La Commission prévoit, de surcroît, des exceptions à son projet de règlement dès lors que des circonstances exceptionnelles l'imposent. Elle confirme par ailleurs que les États peuvent déroger aux règles durant 30 jours dès lors que des circonstances exceptionnelles l'imposent et que les exceptions lui sont justifiées et notifiées.

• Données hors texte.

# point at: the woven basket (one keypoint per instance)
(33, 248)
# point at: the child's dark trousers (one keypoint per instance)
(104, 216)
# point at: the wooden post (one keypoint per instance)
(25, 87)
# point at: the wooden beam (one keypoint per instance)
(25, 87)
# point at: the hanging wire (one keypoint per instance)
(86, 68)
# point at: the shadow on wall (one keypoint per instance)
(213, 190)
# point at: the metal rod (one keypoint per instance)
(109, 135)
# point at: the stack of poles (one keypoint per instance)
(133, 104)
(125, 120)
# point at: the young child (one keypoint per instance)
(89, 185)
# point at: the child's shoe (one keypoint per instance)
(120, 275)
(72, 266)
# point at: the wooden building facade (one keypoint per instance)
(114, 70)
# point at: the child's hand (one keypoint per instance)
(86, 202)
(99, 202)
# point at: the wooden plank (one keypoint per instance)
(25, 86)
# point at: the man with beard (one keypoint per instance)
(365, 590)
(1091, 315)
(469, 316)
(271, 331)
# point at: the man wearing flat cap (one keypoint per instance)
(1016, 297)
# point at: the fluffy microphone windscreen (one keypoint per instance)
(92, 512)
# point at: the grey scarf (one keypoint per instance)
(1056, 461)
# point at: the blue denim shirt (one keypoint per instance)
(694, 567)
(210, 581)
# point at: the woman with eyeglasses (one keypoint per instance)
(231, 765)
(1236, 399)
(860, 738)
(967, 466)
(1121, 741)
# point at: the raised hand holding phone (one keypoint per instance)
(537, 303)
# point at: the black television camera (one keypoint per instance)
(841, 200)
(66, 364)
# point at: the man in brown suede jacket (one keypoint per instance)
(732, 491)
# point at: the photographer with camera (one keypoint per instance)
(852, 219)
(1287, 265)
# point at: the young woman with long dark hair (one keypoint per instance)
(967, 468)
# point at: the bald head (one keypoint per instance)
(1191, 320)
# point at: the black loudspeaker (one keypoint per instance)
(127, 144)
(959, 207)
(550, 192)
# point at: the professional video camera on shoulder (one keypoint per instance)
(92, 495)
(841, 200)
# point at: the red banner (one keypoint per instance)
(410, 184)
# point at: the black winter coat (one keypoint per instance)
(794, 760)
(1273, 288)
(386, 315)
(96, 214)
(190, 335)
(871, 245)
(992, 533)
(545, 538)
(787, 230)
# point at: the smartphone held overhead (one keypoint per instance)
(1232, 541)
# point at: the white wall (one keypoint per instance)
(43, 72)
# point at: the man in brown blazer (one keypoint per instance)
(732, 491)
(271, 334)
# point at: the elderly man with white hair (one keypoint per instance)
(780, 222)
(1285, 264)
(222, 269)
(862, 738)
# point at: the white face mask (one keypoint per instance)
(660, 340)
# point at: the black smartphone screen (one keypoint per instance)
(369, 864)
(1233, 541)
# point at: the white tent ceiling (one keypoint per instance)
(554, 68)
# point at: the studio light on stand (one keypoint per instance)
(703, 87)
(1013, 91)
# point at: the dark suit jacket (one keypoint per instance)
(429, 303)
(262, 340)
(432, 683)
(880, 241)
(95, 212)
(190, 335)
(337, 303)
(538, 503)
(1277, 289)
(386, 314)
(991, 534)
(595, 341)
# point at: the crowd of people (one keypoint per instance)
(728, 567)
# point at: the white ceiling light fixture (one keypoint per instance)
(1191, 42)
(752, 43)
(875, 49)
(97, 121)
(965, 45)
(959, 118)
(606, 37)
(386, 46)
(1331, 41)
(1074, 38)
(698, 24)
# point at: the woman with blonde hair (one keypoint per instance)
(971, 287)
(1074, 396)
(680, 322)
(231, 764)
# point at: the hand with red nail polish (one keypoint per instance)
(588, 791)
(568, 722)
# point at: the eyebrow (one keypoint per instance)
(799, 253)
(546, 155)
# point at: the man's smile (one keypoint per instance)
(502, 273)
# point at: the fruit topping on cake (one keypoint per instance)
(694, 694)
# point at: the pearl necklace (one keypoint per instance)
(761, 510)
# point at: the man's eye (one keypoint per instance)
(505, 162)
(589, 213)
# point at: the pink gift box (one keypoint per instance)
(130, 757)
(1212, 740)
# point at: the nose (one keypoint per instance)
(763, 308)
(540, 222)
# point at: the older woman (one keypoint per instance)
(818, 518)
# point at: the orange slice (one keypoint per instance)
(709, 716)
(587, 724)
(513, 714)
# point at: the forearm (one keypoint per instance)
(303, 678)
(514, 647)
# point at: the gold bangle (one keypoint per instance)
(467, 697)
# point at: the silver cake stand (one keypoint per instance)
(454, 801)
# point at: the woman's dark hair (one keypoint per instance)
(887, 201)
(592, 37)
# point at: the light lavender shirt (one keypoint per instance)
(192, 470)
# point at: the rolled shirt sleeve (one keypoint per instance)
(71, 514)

Il y a lieu de s'interroger sur la flexibilité accrue proposée par la Commission au regard à la fois des impératifs de santé et de sécurité routière mais aussi du risque de distorsion de concurrence, avec la possibilité pour les chauffeurs des pays tiers de maximiser le temps passé en dehors du pays d'établissement. Il n'est pas étonnant, dans ces conditions, que certains États militent en faveur d'un renforcement de cette flexibilité. Certains pays, à l'image de la Roumanie, militent ainsi pour que les retours à domicile relèvent de l'option et non d'une obligation. La présidence bulgare propose un seuil de six semaines maximal avant un retour au domicile. La France et l'Allemagne tablent, comme la Commission, sur trois.
Une des pierres d'achoppement au Conseil tient également à l'interdiction du repos normal hebdomadaire en cabine. Plusieurs États (Groupe de Viegrad - Hongrie, Pologne, Slovaquie, République tchèque - Pays-Bas, Danemark et Suède) proposent l'introduction d'une dérogation dont les conditions d'application seraient laissées à la discrétion des entreprises et des chauffeurs. La présence de commodités convenables, disponibles et accessibles justifierait ainsi la dérogation. L'attitude de la Suède et du Danemark tend à démontrer que l'unité de l'Alliance du routier, dont ils sont membres, semble se fissurer. Les Pays-Bas militent, quant à eux, pour un stationnement sur des aires de parking dédiées, devant répondre à un ensemble de critères, notamment en termes sanitaires et de sécurité, définis dans un document annexe. Cette position est appuyée, au sein de la commission Transport du Parlement européen, par le rapporteur du texte, également néerlandais, Win van de Camp. Celui-ci préconise également l'obligation pour les entreprises de laisser les chauffeurs profiter d'un temps de travail de plus de quarante-cinq heures à son domicile ou dans un endroit qu'il choisit toutes les quatre semaines.
* 43 Arrêt de la Cour d 20 décembre 2017, Affaire C-102/16, Vaditrans BVA c/ Belgique.